Differentiation opportunities can exist in activities along the industries value chain and particularly in activities and factors that meaningfully impact customer value.
A differentiation strategy keyed to a product or service attribute that are easily and quickly copied is always suspect.
Differentiation strategies are attractive whenever buyer needs and preferences are too diverse to be fully satisfied by a standardized product or service. The essence of a broad differentiation strategy is to offer unique product or service attributes that a wide range of buyers find appealing and worth paying for.
A company attempting to succeed through differentiation must study buyer needs and behavior to learn what buyers think has value and what they're willing to pay for. The company must then include these desirable features to clearly set itself apart from rivals lacking such product or service attributes.
Successful differentiation allows a firm to command a premium price. New buyers are won over by the differentiating features.
Because some buyers are strongly attracted to the differentiating features and bond with the company's products, companies can pursue a differentiation strategy from many angles, like:
a unique taste like Red Bull or Doritos
multiple features like Microsoft Office or the Apple iPhone
a wide selection of one stop shopping like the Home Depot or amazon.com
superior service such as Ritz Carlton or Nordstrom
engineering design and performance like Mercedes Benz or BMW
product reliability, like Whirlpool or Bosch
quality manufacturing like Michelin or Toyota and technological
leadership like 3M
Uniqueness Driver
A uniqueness driver is a value chain activity or factor that can have a strong effect on customer value and creating differentiation. Differentiation opportunities can exist in activities along the industry’s value chain, particularly in activities and factors that meaningfully impact customer value. Such activities are referred to as: uniqueness drivers. This has a high impact on differentiation rather than on a company's overall cost position. Ways that managers can enhance differentiation through the systematic management of uniqueness drivers include the following:
seeking out high quality inputs
striving for innovation and technological advances
pursuing continuous quality improvement
emphasizing human resource management activities that improve the skills, expertise, and knowledge of personnel
improving customer service or adding additional services
It's easy enough to grasp that a successful differentiation strategy must offer value in ways unmatched by rivals. A big issue in crafting a differentiation strategy is deciding what is valuable to customers. Typically, value can be delivered to customers in three basic ways:
First, including product attributes and user features that lower the buyers costs.
Second, incorporate tangible features that improve product performance.
Third, incorporate intangible features that enhance buyer satisfaction in non-economic ways.
Differentiation strategies tend to work best in market circumstances where buyers’ needs and users of the product are diverse. There are many ways to differentiate the product or service that have value to buyers. Few rival firms are following a similar differentiation approach.
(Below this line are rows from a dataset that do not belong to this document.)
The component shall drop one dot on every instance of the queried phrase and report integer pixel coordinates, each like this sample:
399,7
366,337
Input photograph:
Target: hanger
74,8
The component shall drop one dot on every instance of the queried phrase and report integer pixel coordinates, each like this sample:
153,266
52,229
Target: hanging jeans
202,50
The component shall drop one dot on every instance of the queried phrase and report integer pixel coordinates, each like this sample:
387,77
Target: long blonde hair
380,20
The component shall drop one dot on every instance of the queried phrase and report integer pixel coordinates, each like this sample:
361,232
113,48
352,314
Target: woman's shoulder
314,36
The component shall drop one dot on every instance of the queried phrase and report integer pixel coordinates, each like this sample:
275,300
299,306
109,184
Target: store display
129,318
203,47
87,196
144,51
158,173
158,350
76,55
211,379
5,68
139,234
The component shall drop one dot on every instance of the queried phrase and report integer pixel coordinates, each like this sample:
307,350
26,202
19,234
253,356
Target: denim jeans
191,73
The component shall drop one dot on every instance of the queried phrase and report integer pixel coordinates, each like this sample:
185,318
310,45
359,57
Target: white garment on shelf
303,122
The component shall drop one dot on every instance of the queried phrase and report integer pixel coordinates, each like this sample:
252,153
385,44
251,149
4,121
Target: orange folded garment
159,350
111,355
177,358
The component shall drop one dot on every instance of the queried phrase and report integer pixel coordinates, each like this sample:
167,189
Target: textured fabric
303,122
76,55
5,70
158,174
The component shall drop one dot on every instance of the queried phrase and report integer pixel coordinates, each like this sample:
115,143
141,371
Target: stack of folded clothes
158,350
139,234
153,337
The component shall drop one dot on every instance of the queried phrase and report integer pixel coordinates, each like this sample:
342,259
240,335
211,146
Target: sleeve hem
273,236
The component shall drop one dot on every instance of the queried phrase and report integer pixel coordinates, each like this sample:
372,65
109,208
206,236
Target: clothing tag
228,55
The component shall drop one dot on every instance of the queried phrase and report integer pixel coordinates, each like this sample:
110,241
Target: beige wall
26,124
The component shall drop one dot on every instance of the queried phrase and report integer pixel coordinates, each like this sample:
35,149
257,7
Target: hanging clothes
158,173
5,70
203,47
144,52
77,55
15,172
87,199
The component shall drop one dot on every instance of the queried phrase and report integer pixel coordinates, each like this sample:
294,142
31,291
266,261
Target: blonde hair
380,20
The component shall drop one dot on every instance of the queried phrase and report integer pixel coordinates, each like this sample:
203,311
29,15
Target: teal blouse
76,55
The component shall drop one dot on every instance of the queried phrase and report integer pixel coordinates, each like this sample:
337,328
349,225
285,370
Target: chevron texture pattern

Technological change is fast paced and competition revolves around rapidly evolving product features.
Differentiation strategies can fail for any of several reasons. A differentiation strategy keyed to a product or service attribute that are easily and quickly copied is always suspect. Differentiation strategies can also falter when buyers see little value in the unique attributes of a company's product. This includes overspending on efforts to differentiate a strategy flaw that can erode profitability.
A low cost provider strategy can always defeat a differentiation strategy when buyers are satisfied with a basic product and don't think extra attributes are worth a higher price.